My name is not cancer. Call me by my name. Tell me I'm beautiful. Ask me what i want to be when I grow up. Believe that I will. Look me in my eyes and see my strength. Talk to me and see how smart I am. I have big plans. Cancer will not define me. Please don't let it change the way you see me. Simply love me and watch me win.
I found this paragraph on a fellow pediatric cancer mom's Facebook page this evening. This was shortly after reading that another child, diagnosed with same type of cancer as Campbell, lost his five year battle today. My heart rips everytime I hear this. We so badly need a cure. No child should have to go through this.
Last Wednesday we learned that Campbell's latest tumor, the third on her spine since June, has continued to grow, even while on the five drug chemotherapy protocol. However, the growth seems to have slowed slightly. Because of this, Cam's team has decided not to change anything right now and to scan her again 6 weeks later (putting us at January 11th). This tumor is approximately 1 cm and not causing any symptoms. As a reminder, it has not been treated with radiation yet. We are hoping the medications will continue to work and show stalled growth, or better yet, shrinking of the tumor in January.
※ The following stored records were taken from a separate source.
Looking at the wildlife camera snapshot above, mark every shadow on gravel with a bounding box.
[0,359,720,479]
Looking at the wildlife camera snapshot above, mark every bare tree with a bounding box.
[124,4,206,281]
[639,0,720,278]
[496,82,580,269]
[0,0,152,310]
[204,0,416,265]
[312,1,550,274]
If not, then the team will discuss options. The team is comprised of a team of neuro-oncologists, neurologists, neuro-surgeons and radiaton oncologists. The options would most likely be surgery to remove as much of the tumor as possible, radiation to the rest of Cam's spine all the way up to the brain stem, and changing the chemo-therapy regimen Cam is on. Or perhaps a combination of these choices. For now, we bask in Cam's silliness and happiness.
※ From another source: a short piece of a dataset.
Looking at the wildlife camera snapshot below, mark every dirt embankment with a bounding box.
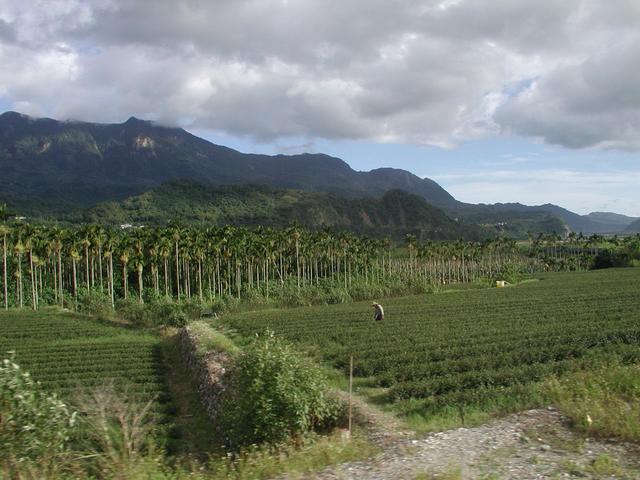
[180,326,231,421]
This Monday, Campbell had her regular three week lab draw. We were pleased that her ANC had risen back to acceptable levels (last week it was 650 - which is not so good) at 1250. However, her anemia continues to get worse, with a hemoglobin of 6.5 (normal is 11 or higher). Anything lower than 7 calls for a transfusion. So, Cam and I headed into the Valerie Fund clinic yesterday for a few hours for Cam to get blood that had been so kindly and generously donated by a volunteer many weeks ago, having no knowledge of Campbell. Yet again, the kindness of humanity struck me yesterday. If not for blood donors, kids, any patients, like my Cam would be in bad shape.
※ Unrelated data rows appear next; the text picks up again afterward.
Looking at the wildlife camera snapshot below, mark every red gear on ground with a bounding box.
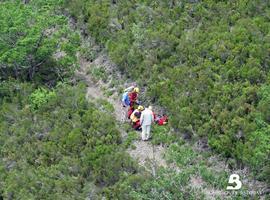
[158,116,168,126]
[128,92,138,106]
[132,120,141,130]
[127,106,134,119]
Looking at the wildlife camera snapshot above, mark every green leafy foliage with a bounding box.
[67,0,270,178]
[0,0,80,85]
[29,88,56,110]
[0,82,137,199]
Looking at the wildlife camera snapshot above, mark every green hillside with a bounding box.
[67,0,270,180]
[0,0,270,200]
Campbell's cheeks "pinked up" within an hour of beginning the transfusion. We are hopeful that many of the neurologic type symptoms Campbell has been exhibiting lately are in fact related to the anemia, not the Thalidomide (one of the drugs she is on to fight tumor growth). The doctor's will re-evaluate Campbell's neuro-symptoms next week and perhaps increase the Thalidomide dose as originally planned. We hope this is possible since this drug is a key player in the protocol Campbell is on.
For today, Cam stayed home with me so I could monitor her for allergic reaction to the transfusion. I am happy to say that none occured and she will be headed back to school tomorrow!
Thanks for all your prayers and support!